Here are some of the key details that will give you a more granular idea of who’s-doing-what in digital health by company:
- Alphabet has been active across all sectors with deepest activity in virtual care, health systems/HCPs, and clinical research, along with Google Cloud
- Amazon has had a huge focus on cloud infrastructure followed by virtual care, and active in patient-facing services as well (with HealthXL detailing the One Medical acquisition, PillPack in pharmacy, other pharmacy work through AWS cloud, and Health Navigator. Also watch for Amazon to leverage Alexa/voice for aging well at home
- Apple’s work on health via the Apple watch is its target, with activities in virtual care, clinical research, and patient services. Here’s where a “colossal” (HealthXL’s adjective) consumer user base can be leveraged for data analytics in big population cohorts
- Microsoft has had a strong focus on health systems and providers especially via clinical decision support, EHR, data analytics, and voice (think: Nuance)
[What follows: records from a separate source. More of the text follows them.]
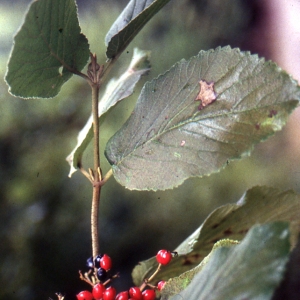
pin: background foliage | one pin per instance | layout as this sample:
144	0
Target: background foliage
45	230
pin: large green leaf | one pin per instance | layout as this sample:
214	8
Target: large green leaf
47	50
133	18
116	90
258	205
168	139
251	270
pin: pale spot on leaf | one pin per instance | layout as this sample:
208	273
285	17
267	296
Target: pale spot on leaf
207	94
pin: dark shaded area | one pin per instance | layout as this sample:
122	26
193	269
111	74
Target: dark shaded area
45	230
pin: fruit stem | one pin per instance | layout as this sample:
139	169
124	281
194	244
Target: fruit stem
94	72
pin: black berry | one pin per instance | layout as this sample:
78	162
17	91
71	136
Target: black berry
97	260
101	274
89	262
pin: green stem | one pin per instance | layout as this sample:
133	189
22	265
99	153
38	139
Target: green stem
97	173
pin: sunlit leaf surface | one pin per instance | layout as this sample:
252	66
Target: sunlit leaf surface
47	49
170	137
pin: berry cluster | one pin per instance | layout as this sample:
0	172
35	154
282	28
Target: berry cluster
100	266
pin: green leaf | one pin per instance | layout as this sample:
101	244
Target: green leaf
116	90
47	50
168	139
251	270
233	221
133	18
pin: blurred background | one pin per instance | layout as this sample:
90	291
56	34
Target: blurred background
45	216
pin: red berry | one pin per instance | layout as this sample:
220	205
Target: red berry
135	293
160	285
98	290
109	293
163	257
85	295
105	262
148	295
122	296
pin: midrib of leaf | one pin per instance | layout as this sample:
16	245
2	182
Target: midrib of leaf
200	119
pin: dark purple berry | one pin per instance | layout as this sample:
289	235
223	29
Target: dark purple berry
89	262
101	274
97	260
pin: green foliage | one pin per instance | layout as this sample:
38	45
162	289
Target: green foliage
258	205
47	50
166	140
251	270
129	23
168	137
116	90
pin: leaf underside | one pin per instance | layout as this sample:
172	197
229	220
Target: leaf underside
47	49
133	18
251	270
116	90
168	139
259	205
- Samsung has worked most intensively in virtual care and wearable tech in health along with digital imaging and telemedicine
- IBM has been active in AI through strategic partnerships with providers and payors, and,
- Oracle’s acquisition of Cerner will look to go beyond the legacy EHR business to enable decentralized clinical trials (a fast-growing area in retail health as well watching CVS Health, Walgreens, and Walmart, for example).
All well and sound good…but where HealthXL lands is that, “Big Tech’s bold ambitions make for flashy headlines,” with the tech giants facing difficult headwinds trying to disrupt and re-organized the highly-regulated healthcare industry.
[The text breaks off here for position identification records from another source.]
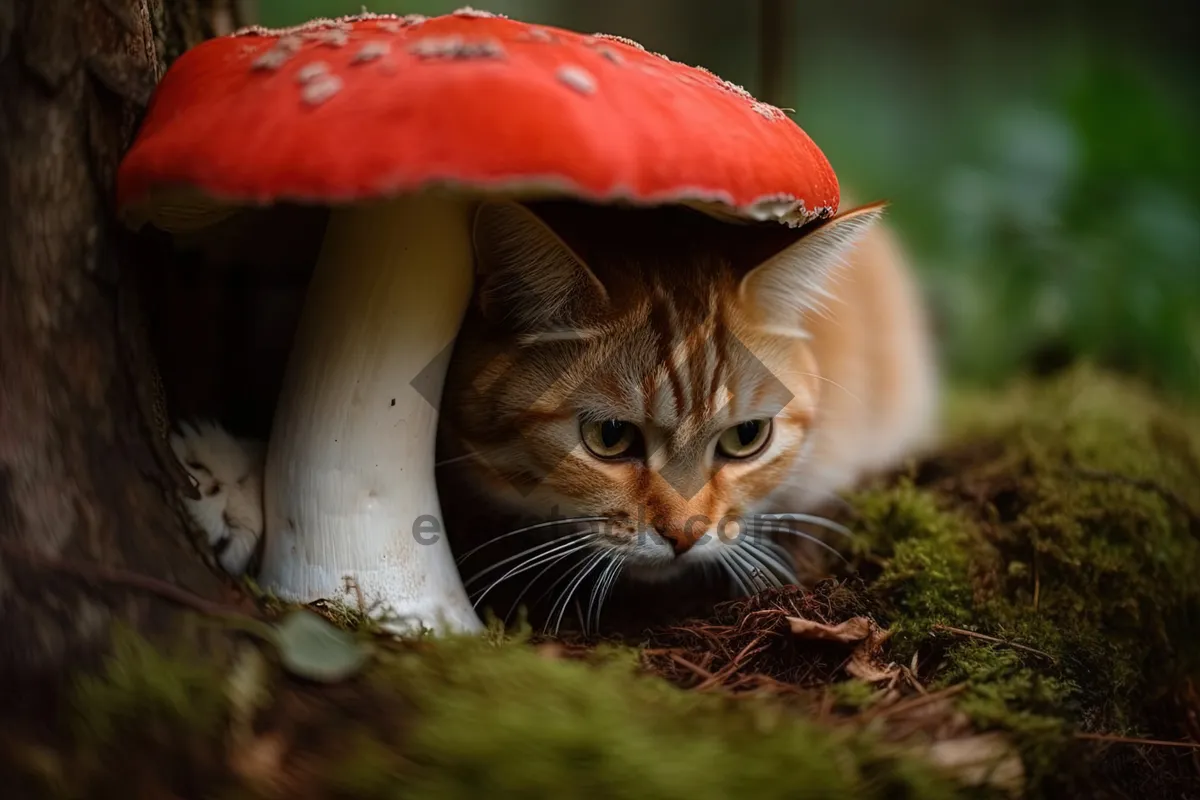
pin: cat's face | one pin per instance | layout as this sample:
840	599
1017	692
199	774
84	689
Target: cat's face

Nonetheless, some very visible “big-ticket failures,” in the words of Health XL, are teaching Big Tech to “learn, iterate, and succeed.”
Health Populi’s Hot Points: Among the many hurdles beyond the regulatory intensifying headwinds that make healthcare a risky space for Big Tech are challenges of user privacy and the use of consumers’ personal health information, direct-to-consumer business models that aren’t yielding consumer stickiness for paying out-of-pocket, and obstacles in acquiring and re-structuring patient data that remains locked or “stuck” in siloes where the data stewards have entrenched interests (that is, not so incentivized to share….yet).
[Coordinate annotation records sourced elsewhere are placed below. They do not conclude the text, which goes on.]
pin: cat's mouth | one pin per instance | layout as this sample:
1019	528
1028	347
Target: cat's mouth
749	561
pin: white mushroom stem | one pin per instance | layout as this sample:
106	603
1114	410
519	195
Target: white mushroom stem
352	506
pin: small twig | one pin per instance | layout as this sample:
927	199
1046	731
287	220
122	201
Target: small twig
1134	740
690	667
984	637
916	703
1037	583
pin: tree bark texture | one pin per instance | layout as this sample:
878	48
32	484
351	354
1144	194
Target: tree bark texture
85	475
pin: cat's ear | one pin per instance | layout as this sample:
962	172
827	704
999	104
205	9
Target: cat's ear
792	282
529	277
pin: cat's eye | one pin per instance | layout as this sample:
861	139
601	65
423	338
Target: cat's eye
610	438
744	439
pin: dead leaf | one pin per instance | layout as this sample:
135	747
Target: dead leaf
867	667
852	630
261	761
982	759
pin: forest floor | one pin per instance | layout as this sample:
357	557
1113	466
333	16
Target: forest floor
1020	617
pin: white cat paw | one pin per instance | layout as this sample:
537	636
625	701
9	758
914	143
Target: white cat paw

Companies that used to be considered “new entrants” in health care have woven themselves into the fabric of health care, especially as data is becoming more liquid and privacy laws evolve. Watch the privacy conversation evolve through local to global lenses, from Governor Whitmer of the State of Michigan to the EU’s Margrethe Vestager, the lead on the European Commission overseeing digital and competition policy. Both women are now closely looking at data privacy and private sector-power.
To the latter point, regulation (both in the US, the EU, and in dialogues globally) will scrutinize antitrust and combinations of organizations that could prevent fair pricing and/or monopoly effects on other aspects of health care, and these regulatory forces must be calculated into companies’ plans (and profit expectations) to add more time and challenge into assumptions.
Nonetheless, even with regulation and privacy law moving targets, and business models evolving, we’ll see many other tech cos in addition to the eight mega-firms studied in the HealthXL research, growing health care in their workflows and portfolios, For example, Salesforce is emerging as a major tech player in health care, which was a major theme during last week’s annual Dreamforce conference.
Complementing the Big Tech side of this discussion is Big Retail — where I’ve mentioned CVS Health, Walgreens, and Walmart above the digital fold in this post. Other retailers, too, have the consumer UX chops and data analytics savvy to bring to the health/care transformation table. Continue to watch this space, ever-evolving for years to come.
And don’t assume more “big-ticket failures” will dissuade the Big Techs and others from committing resources to health care. Around the world, we need more transformation, imagination, and consumer-delightful design that many of these companies, and allied once in consumer goods and finance, will bring to bear.